For instance, Amazon has its own cloud-based face recognition service named
“Rekognition” for law enforcement agencies. The solution is able to recognize
as many as 100 people in a single image and can perform face match against
databases containing tens of millions of faces. Growing smart phone
implementation and increasing instances of identity threats is a boost to the
use of face recognition system in these mobile devices. The widely availability
of face recognition system on smartphone may be used as a biometric system
during various business transactions. However, misinterpretation of faces
or emotions and high initial costs causes hindrance to the use of this
technology. There are multiple controversies associated with the system.

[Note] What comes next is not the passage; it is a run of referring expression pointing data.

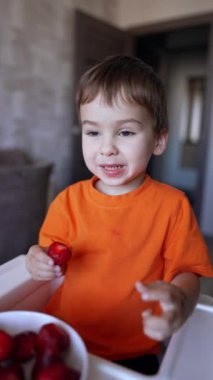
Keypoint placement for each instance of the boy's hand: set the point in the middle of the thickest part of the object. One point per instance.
(40, 265)
(173, 302)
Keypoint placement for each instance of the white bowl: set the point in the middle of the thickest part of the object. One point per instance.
(15, 322)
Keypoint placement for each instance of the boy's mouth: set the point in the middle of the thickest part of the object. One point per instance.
(113, 170)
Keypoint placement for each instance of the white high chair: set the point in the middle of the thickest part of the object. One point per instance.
(188, 355)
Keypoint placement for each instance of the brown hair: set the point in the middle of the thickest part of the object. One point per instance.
(130, 78)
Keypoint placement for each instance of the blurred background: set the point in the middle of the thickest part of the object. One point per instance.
(45, 45)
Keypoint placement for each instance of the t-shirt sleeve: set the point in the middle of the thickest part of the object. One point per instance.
(185, 249)
(56, 225)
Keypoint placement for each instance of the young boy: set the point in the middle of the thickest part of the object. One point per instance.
(133, 278)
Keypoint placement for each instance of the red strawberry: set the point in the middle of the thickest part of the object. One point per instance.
(6, 345)
(24, 345)
(52, 338)
(58, 371)
(59, 253)
(12, 372)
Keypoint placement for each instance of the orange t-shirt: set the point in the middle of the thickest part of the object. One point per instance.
(148, 234)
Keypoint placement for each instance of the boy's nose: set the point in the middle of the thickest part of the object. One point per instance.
(108, 147)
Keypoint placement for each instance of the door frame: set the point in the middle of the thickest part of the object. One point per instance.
(178, 24)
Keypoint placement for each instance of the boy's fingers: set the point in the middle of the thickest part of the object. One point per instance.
(157, 291)
(41, 256)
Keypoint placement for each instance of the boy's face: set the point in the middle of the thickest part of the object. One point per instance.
(118, 142)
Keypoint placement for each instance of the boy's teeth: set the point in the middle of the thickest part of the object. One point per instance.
(113, 167)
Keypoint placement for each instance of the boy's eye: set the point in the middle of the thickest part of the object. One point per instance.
(127, 133)
(92, 133)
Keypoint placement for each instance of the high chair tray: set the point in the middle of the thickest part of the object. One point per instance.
(189, 351)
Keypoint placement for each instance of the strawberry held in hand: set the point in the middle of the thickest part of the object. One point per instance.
(59, 253)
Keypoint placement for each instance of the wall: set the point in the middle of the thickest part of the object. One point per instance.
(143, 12)
(36, 62)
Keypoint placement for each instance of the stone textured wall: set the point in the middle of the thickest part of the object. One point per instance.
(36, 62)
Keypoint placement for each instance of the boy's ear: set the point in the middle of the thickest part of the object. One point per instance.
(160, 143)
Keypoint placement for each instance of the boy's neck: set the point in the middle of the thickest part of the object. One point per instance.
(119, 190)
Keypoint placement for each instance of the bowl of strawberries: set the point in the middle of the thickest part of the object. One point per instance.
(37, 346)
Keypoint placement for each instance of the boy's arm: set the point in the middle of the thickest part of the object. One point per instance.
(177, 300)
(189, 283)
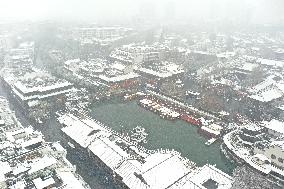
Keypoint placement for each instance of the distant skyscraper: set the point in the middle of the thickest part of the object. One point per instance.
(169, 12)
(148, 10)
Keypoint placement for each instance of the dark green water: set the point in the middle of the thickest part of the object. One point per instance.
(178, 135)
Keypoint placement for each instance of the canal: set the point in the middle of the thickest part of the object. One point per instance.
(179, 135)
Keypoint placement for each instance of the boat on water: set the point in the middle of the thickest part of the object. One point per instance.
(71, 145)
(161, 109)
(191, 119)
(210, 141)
(139, 135)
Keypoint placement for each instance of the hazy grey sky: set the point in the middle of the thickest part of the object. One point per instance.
(259, 10)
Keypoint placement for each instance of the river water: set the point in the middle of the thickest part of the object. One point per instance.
(179, 135)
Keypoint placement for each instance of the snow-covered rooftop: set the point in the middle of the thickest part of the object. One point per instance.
(275, 125)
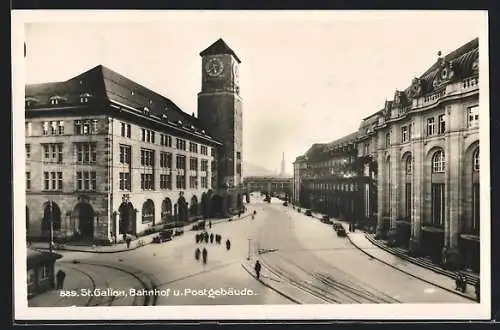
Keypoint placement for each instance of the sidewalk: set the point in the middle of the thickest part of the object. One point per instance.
(75, 280)
(121, 247)
(360, 240)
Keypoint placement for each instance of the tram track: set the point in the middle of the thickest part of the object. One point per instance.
(100, 300)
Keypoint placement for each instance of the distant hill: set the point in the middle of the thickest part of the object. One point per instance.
(250, 169)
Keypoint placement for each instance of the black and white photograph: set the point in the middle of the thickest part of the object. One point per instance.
(251, 165)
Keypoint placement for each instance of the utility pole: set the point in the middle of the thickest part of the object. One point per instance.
(51, 238)
(249, 247)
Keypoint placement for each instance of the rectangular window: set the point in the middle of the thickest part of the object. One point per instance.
(441, 124)
(438, 204)
(180, 144)
(180, 162)
(404, 134)
(52, 181)
(193, 164)
(125, 154)
(125, 183)
(52, 152)
(86, 127)
(204, 165)
(86, 180)
(86, 153)
(473, 116)
(181, 181)
(27, 129)
(147, 181)
(45, 128)
(193, 182)
(61, 127)
(408, 200)
(193, 147)
(147, 157)
(475, 209)
(28, 181)
(431, 126)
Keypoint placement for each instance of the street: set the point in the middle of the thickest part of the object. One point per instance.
(296, 252)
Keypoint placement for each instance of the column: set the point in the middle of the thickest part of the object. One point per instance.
(395, 180)
(453, 177)
(417, 186)
(380, 182)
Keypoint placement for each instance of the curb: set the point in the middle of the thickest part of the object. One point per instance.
(408, 273)
(435, 269)
(270, 287)
(125, 249)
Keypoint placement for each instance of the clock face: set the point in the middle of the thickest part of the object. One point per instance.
(214, 67)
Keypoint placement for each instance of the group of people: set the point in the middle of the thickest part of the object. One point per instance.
(205, 237)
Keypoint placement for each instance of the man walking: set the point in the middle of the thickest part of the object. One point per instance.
(257, 269)
(60, 279)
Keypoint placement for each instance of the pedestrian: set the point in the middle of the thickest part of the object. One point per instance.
(257, 269)
(205, 255)
(60, 279)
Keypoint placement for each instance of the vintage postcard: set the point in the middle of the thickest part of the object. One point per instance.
(174, 165)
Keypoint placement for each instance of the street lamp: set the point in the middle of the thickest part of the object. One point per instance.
(51, 236)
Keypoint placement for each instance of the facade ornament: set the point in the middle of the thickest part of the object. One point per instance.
(416, 88)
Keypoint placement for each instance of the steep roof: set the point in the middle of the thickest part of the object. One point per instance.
(105, 84)
(350, 138)
(219, 47)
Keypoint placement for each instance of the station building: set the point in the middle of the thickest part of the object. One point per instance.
(418, 163)
(106, 156)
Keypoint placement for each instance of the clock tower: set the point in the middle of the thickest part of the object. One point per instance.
(220, 110)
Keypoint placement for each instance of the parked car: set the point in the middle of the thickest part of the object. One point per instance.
(337, 226)
(163, 236)
(326, 219)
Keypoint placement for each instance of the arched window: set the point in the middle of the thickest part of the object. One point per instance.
(438, 162)
(475, 160)
(148, 211)
(408, 163)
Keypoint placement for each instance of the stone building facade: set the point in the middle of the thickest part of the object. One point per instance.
(421, 152)
(105, 156)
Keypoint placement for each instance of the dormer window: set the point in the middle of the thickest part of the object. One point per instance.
(85, 97)
(30, 101)
(55, 100)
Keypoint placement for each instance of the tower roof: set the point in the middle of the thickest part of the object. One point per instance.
(219, 47)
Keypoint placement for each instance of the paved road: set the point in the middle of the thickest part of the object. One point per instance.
(329, 269)
(306, 257)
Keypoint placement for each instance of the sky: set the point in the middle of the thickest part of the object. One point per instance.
(305, 77)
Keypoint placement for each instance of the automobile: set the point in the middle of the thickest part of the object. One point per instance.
(163, 236)
(326, 219)
(337, 226)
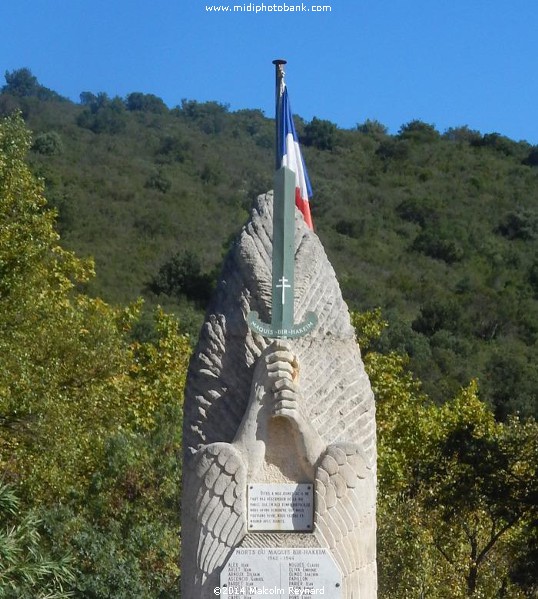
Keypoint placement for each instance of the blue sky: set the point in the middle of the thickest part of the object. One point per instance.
(446, 62)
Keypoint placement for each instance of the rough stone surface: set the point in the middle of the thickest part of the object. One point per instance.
(277, 412)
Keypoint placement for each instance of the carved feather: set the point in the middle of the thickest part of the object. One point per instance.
(214, 497)
(345, 512)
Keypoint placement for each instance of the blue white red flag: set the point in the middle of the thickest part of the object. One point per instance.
(290, 155)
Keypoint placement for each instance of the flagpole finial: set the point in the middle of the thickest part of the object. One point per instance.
(279, 66)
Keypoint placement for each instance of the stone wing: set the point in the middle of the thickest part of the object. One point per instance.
(345, 516)
(214, 499)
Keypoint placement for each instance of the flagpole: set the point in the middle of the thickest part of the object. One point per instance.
(279, 74)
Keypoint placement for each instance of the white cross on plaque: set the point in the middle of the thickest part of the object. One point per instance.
(283, 283)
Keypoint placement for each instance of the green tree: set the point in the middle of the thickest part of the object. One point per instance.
(457, 490)
(90, 421)
(321, 134)
(27, 570)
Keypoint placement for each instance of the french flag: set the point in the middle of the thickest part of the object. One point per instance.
(289, 154)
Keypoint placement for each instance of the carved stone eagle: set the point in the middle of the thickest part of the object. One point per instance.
(262, 411)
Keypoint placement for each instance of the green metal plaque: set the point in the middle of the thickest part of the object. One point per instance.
(282, 322)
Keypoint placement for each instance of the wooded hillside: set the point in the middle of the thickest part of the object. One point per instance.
(440, 230)
(436, 232)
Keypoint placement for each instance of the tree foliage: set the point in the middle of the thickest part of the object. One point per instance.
(457, 489)
(89, 419)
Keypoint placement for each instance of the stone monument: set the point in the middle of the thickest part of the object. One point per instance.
(279, 474)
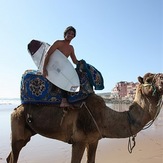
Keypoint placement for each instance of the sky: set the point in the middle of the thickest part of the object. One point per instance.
(123, 39)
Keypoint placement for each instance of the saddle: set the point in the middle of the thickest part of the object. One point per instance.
(35, 89)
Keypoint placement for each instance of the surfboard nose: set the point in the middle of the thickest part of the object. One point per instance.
(33, 46)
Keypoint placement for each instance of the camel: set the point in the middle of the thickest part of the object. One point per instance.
(84, 126)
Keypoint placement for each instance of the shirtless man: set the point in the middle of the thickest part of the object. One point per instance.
(67, 49)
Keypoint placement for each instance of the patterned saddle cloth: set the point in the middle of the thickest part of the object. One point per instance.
(35, 89)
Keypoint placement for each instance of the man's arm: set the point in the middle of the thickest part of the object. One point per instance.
(73, 56)
(47, 56)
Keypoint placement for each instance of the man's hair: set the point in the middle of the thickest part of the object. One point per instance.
(70, 28)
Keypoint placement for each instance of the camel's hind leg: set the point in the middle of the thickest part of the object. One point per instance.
(91, 152)
(77, 152)
(20, 135)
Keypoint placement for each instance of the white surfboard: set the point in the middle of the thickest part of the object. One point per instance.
(60, 70)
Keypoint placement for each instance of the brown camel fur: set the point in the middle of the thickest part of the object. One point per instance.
(85, 126)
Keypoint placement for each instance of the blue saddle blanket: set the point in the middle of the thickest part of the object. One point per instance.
(36, 89)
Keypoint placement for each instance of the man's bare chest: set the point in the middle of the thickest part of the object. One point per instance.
(66, 50)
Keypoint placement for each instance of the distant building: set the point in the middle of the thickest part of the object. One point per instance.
(124, 90)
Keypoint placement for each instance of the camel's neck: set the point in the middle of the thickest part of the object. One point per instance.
(128, 123)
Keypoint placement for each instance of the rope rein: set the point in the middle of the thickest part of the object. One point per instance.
(84, 104)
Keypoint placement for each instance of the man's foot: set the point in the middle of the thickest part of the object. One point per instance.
(64, 103)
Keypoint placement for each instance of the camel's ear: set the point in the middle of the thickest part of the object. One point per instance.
(140, 79)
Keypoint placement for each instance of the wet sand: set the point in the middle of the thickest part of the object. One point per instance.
(148, 149)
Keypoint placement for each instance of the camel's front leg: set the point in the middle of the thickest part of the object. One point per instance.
(91, 152)
(77, 152)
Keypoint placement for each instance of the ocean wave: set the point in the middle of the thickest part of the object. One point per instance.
(10, 101)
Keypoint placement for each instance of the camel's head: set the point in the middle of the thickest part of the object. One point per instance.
(152, 83)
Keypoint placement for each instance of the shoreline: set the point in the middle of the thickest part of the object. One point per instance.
(148, 149)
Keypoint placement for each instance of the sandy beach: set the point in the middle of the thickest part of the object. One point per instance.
(148, 149)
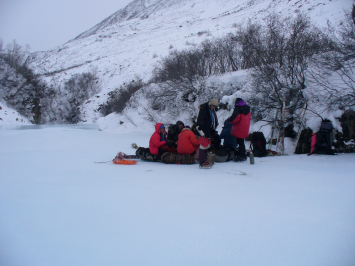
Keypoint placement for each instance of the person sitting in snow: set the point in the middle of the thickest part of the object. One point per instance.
(187, 142)
(173, 134)
(157, 142)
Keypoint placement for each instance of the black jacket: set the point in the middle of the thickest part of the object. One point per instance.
(204, 120)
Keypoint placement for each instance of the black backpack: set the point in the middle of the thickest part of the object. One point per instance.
(224, 154)
(258, 144)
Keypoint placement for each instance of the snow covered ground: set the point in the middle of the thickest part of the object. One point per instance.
(58, 207)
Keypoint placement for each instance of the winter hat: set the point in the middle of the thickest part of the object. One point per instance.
(214, 102)
(179, 123)
(238, 100)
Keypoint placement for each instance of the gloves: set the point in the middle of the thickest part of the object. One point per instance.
(205, 143)
(199, 130)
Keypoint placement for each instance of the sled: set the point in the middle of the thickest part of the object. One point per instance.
(125, 162)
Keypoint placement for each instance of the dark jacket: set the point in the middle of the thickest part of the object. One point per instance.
(207, 119)
(156, 141)
(240, 119)
(187, 143)
(173, 133)
(229, 139)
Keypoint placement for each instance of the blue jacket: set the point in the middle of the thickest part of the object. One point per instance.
(229, 140)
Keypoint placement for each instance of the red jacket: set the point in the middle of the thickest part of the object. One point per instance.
(187, 142)
(240, 126)
(155, 141)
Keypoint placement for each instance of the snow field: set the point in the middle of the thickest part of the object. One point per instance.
(58, 207)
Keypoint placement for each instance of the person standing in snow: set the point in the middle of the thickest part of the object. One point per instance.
(158, 140)
(173, 133)
(240, 120)
(229, 140)
(206, 125)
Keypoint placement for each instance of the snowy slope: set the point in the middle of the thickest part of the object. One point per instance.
(11, 116)
(58, 207)
(131, 41)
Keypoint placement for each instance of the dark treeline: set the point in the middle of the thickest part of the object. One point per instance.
(291, 64)
(283, 56)
(26, 92)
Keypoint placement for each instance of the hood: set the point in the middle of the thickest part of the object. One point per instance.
(240, 102)
(180, 123)
(157, 127)
(227, 124)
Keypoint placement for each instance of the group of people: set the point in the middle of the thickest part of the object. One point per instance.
(202, 136)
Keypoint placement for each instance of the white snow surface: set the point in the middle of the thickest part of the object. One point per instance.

However, with advancement of face recognition technology, these limitation may
likely to be overcome.
The identification and authentication solutions will borrow from
all the aspect of biometrics in the future. This leads to “Biometrix” or “Biometric
Mix” which is capable of guaranteeing total security for all the stakeholders. Similarly, deployment of deep learning
in facial recognition system can create a technological disruption in the future. Deep learning is a central component of the
latest-generation algorithms and holds the face detection, face tracking and
face match as well as real-time translation of conversations.